Back in his university days at Mount Allison, William Forrestall visited the Whitney Museum in New York City. In the retrospective of American art from the 1960s and ‘70s were two still-life paintings by William Bailey.
“It was almost like they were whispering across the room while everyone was yelling and that whispering caught my attention,” Forrestall said.
In that moment, Forrestall knew he was going to paint still-life art. He went to an art shop and bought what he now says was the worst black-and-white still-life painting.
“It was the start of something that evolved with time.”
Forrestall, who teaches art at St. Thomas University, has spent the last few years harnessing that talent with shows across Canada, the United States, Japan and China. But for the Nova Scotia native, art is about much more than technique.
“I want to be focused on what life is about. Life is about passing. We’re all here for a brief period of time and we sort of wrestle with time. It’s one of the great mysteries,” he said. “Still-life painting is a poetic form of accepting and defying the nature of time.”
Forrestall grew up in an artistic family. His parents and siblings are also involved in the arts. His father, Tom, is one Canada’s best known magic realist painters.

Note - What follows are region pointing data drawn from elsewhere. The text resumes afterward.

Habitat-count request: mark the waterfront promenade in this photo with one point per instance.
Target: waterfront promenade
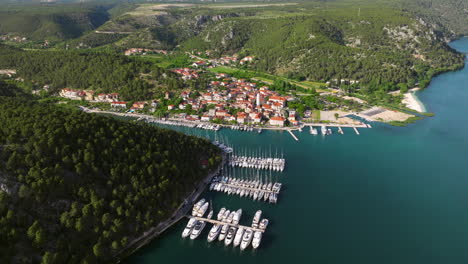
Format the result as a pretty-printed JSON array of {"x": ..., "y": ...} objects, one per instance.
[{"x": 178, "y": 214}]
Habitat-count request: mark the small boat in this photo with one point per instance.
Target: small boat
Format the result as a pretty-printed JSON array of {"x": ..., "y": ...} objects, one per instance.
[
  {"x": 257, "y": 239},
  {"x": 263, "y": 224},
  {"x": 313, "y": 131},
  {"x": 197, "y": 229},
  {"x": 324, "y": 130},
  {"x": 197, "y": 206},
  {"x": 246, "y": 239},
  {"x": 256, "y": 219},
  {"x": 214, "y": 232},
  {"x": 237, "y": 216},
  {"x": 238, "y": 237},
  {"x": 203, "y": 209},
  {"x": 230, "y": 236},
  {"x": 188, "y": 229},
  {"x": 223, "y": 233},
  {"x": 221, "y": 213}
]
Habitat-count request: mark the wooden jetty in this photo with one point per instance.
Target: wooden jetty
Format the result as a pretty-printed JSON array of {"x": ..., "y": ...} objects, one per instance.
[{"x": 217, "y": 222}]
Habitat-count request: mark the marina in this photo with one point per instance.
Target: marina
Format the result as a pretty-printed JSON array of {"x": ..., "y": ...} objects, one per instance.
[
  {"x": 366, "y": 225},
  {"x": 274, "y": 164},
  {"x": 225, "y": 227}
]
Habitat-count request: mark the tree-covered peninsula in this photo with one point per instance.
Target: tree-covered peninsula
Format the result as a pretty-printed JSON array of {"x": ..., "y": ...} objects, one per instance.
[{"x": 77, "y": 187}]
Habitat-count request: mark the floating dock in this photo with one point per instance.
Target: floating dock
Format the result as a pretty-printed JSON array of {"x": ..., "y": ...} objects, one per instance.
[
  {"x": 226, "y": 226},
  {"x": 217, "y": 222},
  {"x": 249, "y": 189},
  {"x": 355, "y": 130},
  {"x": 274, "y": 164}
]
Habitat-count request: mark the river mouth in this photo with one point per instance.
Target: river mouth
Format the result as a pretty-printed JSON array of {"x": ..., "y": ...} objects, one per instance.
[{"x": 390, "y": 195}]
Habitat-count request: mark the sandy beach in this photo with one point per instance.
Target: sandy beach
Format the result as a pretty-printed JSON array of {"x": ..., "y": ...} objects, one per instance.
[{"x": 412, "y": 102}]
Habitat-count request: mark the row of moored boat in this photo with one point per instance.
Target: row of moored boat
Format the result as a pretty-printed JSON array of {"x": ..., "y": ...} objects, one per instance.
[
  {"x": 275, "y": 164},
  {"x": 226, "y": 227}
]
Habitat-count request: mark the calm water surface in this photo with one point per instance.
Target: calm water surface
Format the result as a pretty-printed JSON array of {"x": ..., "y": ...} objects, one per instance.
[{"x": 390, "y": 195}]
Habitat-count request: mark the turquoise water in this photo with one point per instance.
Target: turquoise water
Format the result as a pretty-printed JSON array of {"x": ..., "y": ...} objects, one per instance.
[{"x": 390, "y": 195}]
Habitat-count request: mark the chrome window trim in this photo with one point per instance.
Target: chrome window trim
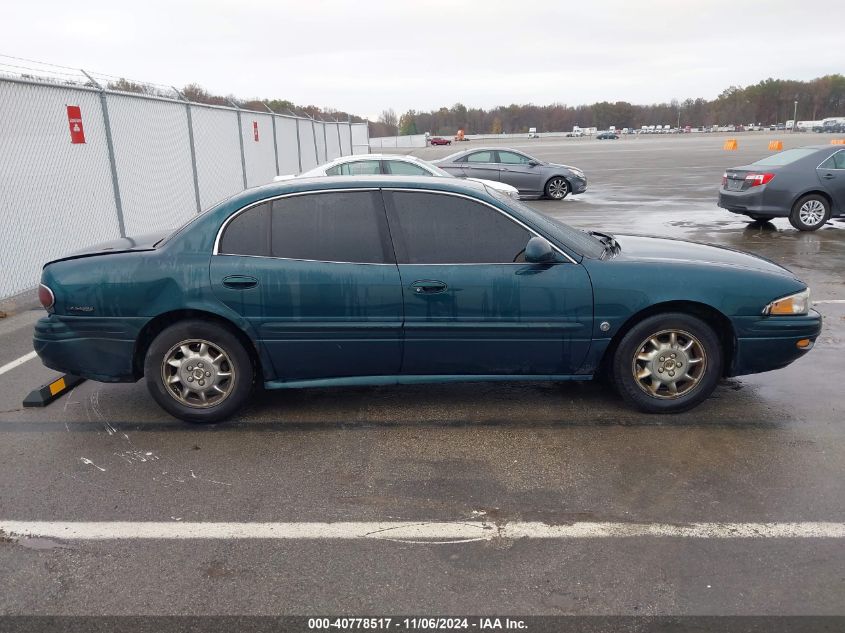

“It just seemed so normal, to just do paintings, and this kind of creative enterprises.”
But it was clear to Forrestall that he had to grow for himself. Thankfully, he always had the support of his family.
He started teaching at STU when the department was looking for someone to teach a course on drawing and sketching.
Forrestall encourages his students to not be afraid of showing their paintings, their emotions and in general, their art. He organizes student exhibitions inside the university so they can feel proud of their work.
“You want to be the best artist you can be, and I want you to be the best artist you can be because nobody is going to be the same as you.”
Forrestall doesn’t judge, he tries to see the beauty and emotions in each piece. He knows everyone has something to say, and enjoys discovering their inner thoughts through art.
His advice for students pursuing an artistic career is to connect with an audience.
“If you are writing poetry, don’t stick it under your bed. Look for feedback. Some will be critical and some will be good, and both are fine. Connect with people.”
Right now, he’s working on three writing projects as a member the International Association of Art Critics. He interviews other artists and writes essays about art, which he loves.
He is an expert at time management and strives for perfection. He works as a professor, paints and writes.
To challenge himself, Forrestall likes to start a new project every time he feels stuck.
“It’s both a strength and a weakness because I want to finish other projects too, but it helps me keep painting.”
Wearing a customary brown jacket, jeans and shoes, he seems as comfortable in front of a class as he is in his own skin.
“Never forget who you are, as art is who you show yourself.”